Otto e Mezzo Bombana HK

Mi trovo a Hong Kong per il fine settimana, sono in vena di festeggiamenti e una visita a  8 ½ Otto e Mezzo Bombana è praticamente obbligatoria. Le credenziali parlano chiaro: terza stella Michelin testé confermata per il terzo anno consecutivo, sesta posizione nella classifica degli Asia’s 50 Best Restaurants 2013 e trentanovesimo nella World’s 50 Best Restaurants 2013, una nomea che ha condotto all’apertura di una seconda sede a Shanghai e una prossima apertura a Macau.

Il ristorante è chiuso la domenica, una scelta che rivela un’inflessione business-oriented in linea con la location – il groviglio di banche, grattacieli e shopping mall di lusso che danno forma alla zona di Central Hong Kong: decidiamo allora per il pranzo del sabato.

sala Otto e Mezzo

Le grandi vetrate della sala principale ammiccano dal secondo piano del Landmark, uno dei centri commerciali più eleganti della zona. Io e la mia ospite veniamo accompagnate al nostro tavolo, da cui possiamo panoramicamente tenere sott’occhio l’intera sala, il bar all’ingresso e la strada sottostante con il continuo andirivieni dei caratteristici tram a due piani. L’ambiente è sereno, luminoso, elegante ma sobrio e decisamente accogliente. Un gigantesco ritratto dello chef ci osserva da un angolo della stanza.

Umberto Bombana tre stelle MichelinUmberto Bombana

Umberto Bombana è presente, molto presente: durante l’intero servizio lo vediamo spesso in sala a tenere d’occhio la situazione, bonario e sorridente, fermandosi a qualche tavolo per due chiacchiere, di tanto in tanto grattugiando nuvole di tartufo bianco davanti a clienti estasiati (il gelato, alla crema se non ricordo male, con tartufo pare sia un best seller).

menu Bombana

L’opzione è tra un set lunch di due portate (scelta fra tre starters + tre mains) da 430 HK$ / 40€  esclusi vino e dessert, e il menu à la carte.
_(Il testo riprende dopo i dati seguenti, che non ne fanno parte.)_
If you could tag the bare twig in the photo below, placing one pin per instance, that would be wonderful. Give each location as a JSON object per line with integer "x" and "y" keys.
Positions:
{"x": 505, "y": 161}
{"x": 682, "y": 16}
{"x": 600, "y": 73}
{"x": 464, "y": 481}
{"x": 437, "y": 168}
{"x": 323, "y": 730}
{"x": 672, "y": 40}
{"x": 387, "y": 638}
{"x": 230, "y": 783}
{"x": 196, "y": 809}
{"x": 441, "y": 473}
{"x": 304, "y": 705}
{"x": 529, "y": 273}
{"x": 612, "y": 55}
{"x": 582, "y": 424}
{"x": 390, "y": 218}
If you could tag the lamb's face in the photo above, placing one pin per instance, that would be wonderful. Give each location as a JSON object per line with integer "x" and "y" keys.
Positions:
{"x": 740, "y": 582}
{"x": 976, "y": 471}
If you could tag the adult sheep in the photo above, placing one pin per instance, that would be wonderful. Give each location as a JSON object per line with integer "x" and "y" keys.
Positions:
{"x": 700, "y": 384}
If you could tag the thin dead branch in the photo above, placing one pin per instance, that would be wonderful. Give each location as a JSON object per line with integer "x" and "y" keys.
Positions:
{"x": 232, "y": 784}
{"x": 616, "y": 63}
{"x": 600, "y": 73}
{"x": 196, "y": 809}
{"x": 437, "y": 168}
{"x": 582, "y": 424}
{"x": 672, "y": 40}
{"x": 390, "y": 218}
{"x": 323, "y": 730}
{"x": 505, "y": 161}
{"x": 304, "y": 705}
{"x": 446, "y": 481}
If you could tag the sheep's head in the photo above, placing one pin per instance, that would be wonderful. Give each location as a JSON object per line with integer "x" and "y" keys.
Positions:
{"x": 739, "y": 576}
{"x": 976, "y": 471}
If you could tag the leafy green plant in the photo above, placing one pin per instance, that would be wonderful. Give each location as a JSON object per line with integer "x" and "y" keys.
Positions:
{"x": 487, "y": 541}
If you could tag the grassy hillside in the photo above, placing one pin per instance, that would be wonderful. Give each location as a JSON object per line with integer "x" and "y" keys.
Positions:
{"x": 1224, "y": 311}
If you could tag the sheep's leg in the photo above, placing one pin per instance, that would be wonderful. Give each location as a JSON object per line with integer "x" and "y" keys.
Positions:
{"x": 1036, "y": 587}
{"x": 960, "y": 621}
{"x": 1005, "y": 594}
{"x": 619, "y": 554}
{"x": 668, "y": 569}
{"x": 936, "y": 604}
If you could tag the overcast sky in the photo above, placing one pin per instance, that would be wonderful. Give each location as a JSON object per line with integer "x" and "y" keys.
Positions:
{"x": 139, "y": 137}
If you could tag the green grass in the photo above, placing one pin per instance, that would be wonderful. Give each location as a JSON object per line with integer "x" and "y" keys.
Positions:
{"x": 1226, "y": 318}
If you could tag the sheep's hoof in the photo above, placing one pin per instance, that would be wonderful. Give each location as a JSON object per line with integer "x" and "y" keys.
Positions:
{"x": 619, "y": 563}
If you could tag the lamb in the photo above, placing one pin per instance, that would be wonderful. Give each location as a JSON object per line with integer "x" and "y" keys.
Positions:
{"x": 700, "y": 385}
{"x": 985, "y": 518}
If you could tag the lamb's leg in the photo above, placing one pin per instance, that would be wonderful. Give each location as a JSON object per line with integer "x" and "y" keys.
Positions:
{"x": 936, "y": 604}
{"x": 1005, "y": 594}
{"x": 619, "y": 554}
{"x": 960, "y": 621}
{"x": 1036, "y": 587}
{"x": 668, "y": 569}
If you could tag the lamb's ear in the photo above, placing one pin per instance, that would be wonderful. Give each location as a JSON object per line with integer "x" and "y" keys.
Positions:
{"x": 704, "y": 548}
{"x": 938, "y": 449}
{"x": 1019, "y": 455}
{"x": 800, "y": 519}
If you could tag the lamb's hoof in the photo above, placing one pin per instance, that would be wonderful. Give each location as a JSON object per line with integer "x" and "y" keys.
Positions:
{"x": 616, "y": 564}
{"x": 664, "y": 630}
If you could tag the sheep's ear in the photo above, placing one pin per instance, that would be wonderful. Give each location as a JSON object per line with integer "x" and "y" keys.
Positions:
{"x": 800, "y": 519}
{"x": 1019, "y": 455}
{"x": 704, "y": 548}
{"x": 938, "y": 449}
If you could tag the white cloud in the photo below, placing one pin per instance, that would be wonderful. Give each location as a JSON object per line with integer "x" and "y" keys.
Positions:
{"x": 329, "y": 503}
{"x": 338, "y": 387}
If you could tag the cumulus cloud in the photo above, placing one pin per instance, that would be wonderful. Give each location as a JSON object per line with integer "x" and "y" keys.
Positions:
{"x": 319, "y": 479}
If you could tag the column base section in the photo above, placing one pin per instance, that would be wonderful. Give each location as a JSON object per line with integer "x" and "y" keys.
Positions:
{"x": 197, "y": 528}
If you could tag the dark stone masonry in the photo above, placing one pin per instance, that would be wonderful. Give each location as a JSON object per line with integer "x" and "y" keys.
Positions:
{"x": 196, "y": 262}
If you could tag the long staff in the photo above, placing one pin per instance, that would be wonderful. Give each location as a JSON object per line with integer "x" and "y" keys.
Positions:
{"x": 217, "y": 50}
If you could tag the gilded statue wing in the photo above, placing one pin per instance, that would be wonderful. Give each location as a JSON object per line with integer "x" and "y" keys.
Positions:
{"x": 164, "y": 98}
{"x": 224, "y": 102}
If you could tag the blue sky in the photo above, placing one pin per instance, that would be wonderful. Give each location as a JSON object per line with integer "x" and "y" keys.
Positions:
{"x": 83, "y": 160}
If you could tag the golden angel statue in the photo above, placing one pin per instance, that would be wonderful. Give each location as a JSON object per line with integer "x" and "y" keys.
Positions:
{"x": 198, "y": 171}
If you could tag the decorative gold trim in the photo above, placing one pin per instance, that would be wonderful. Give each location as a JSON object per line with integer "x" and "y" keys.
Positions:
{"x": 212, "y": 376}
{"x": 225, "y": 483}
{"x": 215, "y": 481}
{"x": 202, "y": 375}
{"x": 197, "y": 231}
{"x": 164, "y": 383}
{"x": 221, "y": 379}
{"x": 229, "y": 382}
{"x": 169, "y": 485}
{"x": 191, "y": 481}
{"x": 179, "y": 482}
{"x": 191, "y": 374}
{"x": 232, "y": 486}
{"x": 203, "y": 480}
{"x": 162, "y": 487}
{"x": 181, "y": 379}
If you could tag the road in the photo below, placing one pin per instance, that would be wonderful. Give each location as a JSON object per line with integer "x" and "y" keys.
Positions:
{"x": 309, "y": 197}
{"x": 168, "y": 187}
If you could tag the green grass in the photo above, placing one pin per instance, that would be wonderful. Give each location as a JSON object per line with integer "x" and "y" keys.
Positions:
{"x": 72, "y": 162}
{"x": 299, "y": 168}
Scegliamo il set: per cominciare, vellutata di castagne con ricotta, e vitello con salsa di tonno confit e misticanza.

pane Bombana

Siamo in smania, le aspettative sono altissime. Gaudenti attacchiamo il cestino del pane, recante alcune fette di baguette bianca e integrale, un paio di cubetti di focaccia ai pomodorini, grissini e una sottilissima schiacciata; nella trepidante attesa delle prime portate quasi ignoriamo la qualità non proprio eccellente di questa infornata.

Il servizio sembra ottimo e il personale, come di norma in Asia, è sovrabbondante; i camerieri volteggiano impeccabili e sorridenti, il maître italiano si accosta per un saluto. Subito arrivano le prime portate: la presentazione è prevedibile, senza fronzoli, ma curata.

zuppetta di castagne

La zuppetta di castagne è deliziosa: una crema calda in cui sguazzano teneri cubetti di castagne e briciole di ricotta in via di dissolvimento. Un tentativo di tirare a lucido la scodella infilandoci direttamente il naso non va a buon fine, siamo pur sempre signorine.

Questi sapori familiari e inaspettati allo stesso tempo ci sembrano un ottimo preludio a quel che sarà.

Vitello tonnato

Il vitello tonnato è tenerissimo, buono, impeccabilmente rosa e un po’ noioso. Un cappero solitario fa capolino dal ciuffetto di insalatina agra che risponde a tono alla ricchezza della maionese.

A questo punto siamo ancora ben salde sulla poltrona: se speravamo di venire sbalestrate da un’esperienza mistica, no, non è ancora successo.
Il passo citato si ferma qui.